In Figure 5, we compared the performance of seven kernels for the maize data set: Linear, Polynomial, Sigmoid, Gaussian, Exponential, Arc-Cosine_1 and Arc-Cosine_2 for model M4 and M5. For model M5, the best prediction performance was observed under the Arc_cosine_1 and Polynomial kernel and the worst under the Gaussian kernel. While under model M4, the best performance in terms of MSE was observed under the Gaussian Kernel and the worst under the Linear kernel. The code used for implementing model M4 and M5 with the seven kernels are given in Supplementary Appendix SE. It is important to point out that in the SKM library it is possible to perform kernel and sparse kernels not only under the Bayesian BGBLUP method (a sub-model of model M5, that is implemented under a RKHS method in BGLR) but under the six models (M1 to M6) that can be implemented in this library. The kernels apart from one sub-model of model M5 (BGBLUP) are implemented not using as input directly the kernel, but with the square root of the kernel for this reason is possible to be implemented with all the six models. While the sparse kernels were implemented in a similar fashion but using the method explained above, proposed of Cuevas et al. (2020) and for this reason, also it is possible to be implemented with the six models here evaluated (M1, … , M6).

FIGURE 5

FIGURE 5. Prediction performance across environments (Global) in Maize data in terms of Mean Square Error (MSE) of models M4 and M5 for seven kernel methods. M4 denotes the random forest model and M5 denotes the Bayesian regression model.

In Figure 6, we also provide the prediction accuracies in terms of MSE for models M4 and M5 with the Arc_cosine_1 kernel for six compression levels (0.5, 0.4, 0.3, 0.2, 0.1 and 0). It is important to point out that in Figure 6, the complement of the compression levels are given on the x-axis, which means the proportion of the columns (subsampling of lines without replacement; see Cuevas et al., 2020) of the complete (dense) kernel that are used as independent variables. We can observe in Figure 6 that the best prediction performance for model M5 was obtained with the compression level at 50%, that is, when the model was trained with only half of the total columns of the complete kernel. However, the worst performance in model M5 was with a compression level of 10% (LinesProportion of 0.9). On the other hand, in model M4, the best and worst prediction performance in terms of MSE was observed under compression level of 0.4 (LinesProportion of 0.6) and 0 (LinesProportion of 1) respectively. The R code for reproducing the results given in Figure 6 are provided in Supplementary Appendix SF.

FIGURE 6

FIGURE 6. Prediction performance across environments (Global) in Maize data in terms of Mean Square Error (MSE) of models M4 and M5 using the sparse Arc_cosine_1 kernel with six proportions of compression levels: 0.5, 0.4, 0.3, 0.2, 0.1 and 0, which correspond to using only the following proportions: 0.5, 0.6, 0.7, 0.8, 0.9 and 1 of the original lines (LinesProportion) for computing the kernels. M4 denotes the random forest model and M5 denotes the Bayesian regression model. The complement of level of compression level is equal to the proportion of lines used to compute the sparse kernel, that is, level of compression = 1 minus proportion of lines used to compute the sparse kernel.

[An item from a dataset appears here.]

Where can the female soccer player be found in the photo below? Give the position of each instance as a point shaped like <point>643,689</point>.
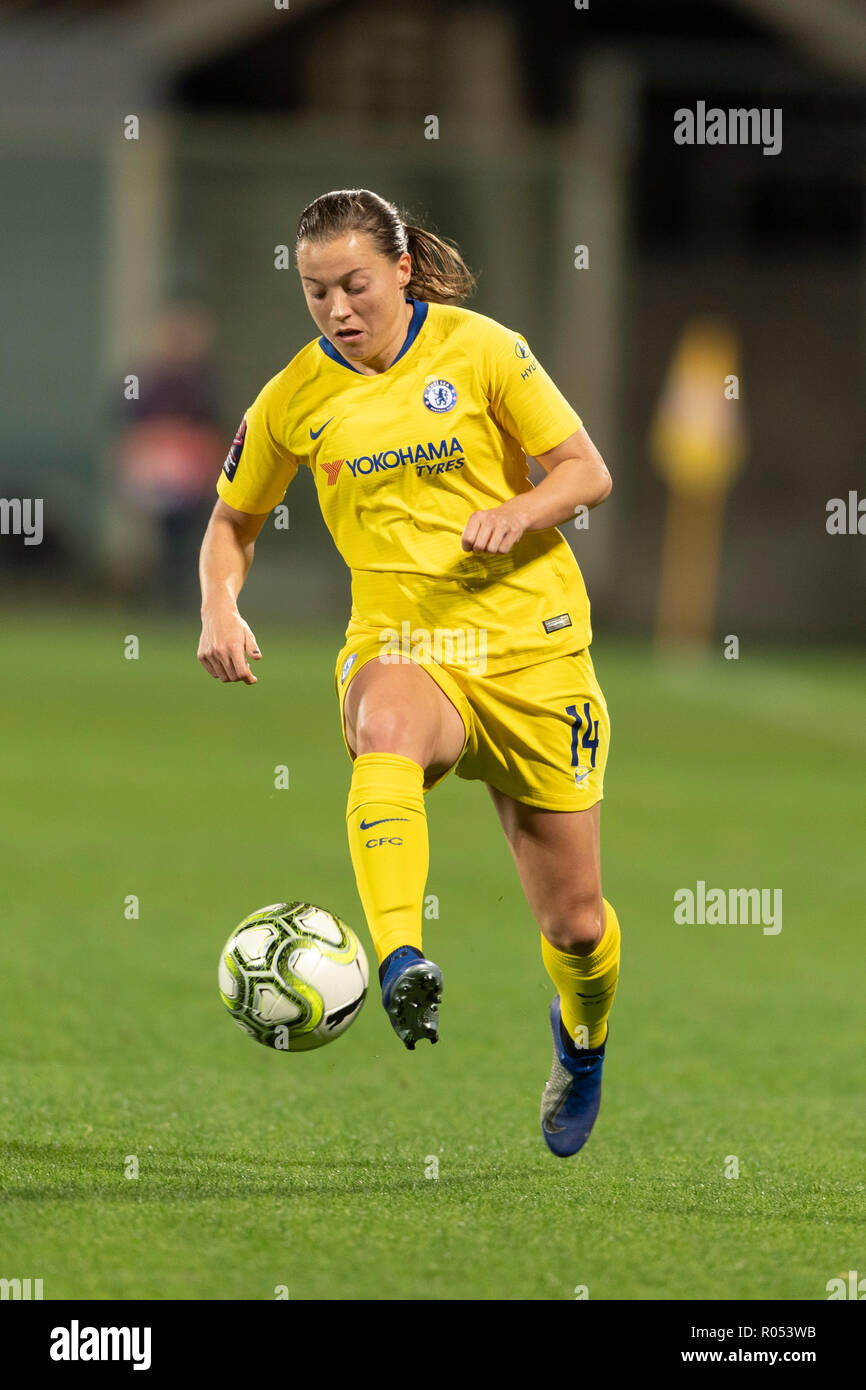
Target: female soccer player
<point>469,640</point>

Figure 6 for the Arc_cosine_1 sparse kernel, it is shown that even with the largest compression level, there is not a relevant loss in prediction accuracy. However, when the compression level is larger, less time (in hours) is required for the training process, and the reduction in time of execution is almost linear (Figure 7A for model M4 and Figure 7B for model M5 both for the Arc_cosine_1 sparse kernel). We can also observe in these Figures (Figures 7A,B) that the time required for the training process in model M5 is significantly less than the time required for model M4.

FIGURE 7

FIGURE 7. Time in hours for implementing two sparse kernels (Arc_cosine_1 and Gaussian) with the maize data set as a function of the proportion of the compression level (0.5, 0.4, 0.3, 0.2, 0.1 and 0), which corresponds to using only the following proportions: 0.5, 0.6, 0.7, 0.8, 0.9 and 1 of the original lines (LinesProportion) for computing the sparse kernels since level of compression = 1 minus proportion of lines used to compute the sparse kernel. (A) corresponds to M4 and Arc_cosine_1 sparse kernel. (B) corresponds to M5 Arc_cosine_1 sparse kernel. (C) corresponds to M4 and Gaussian sparse kernel. (D) corresponds to M5 Gaussian sparse kernel. M4 denotes the random forest model and M5 denotes the Bayesian regression model.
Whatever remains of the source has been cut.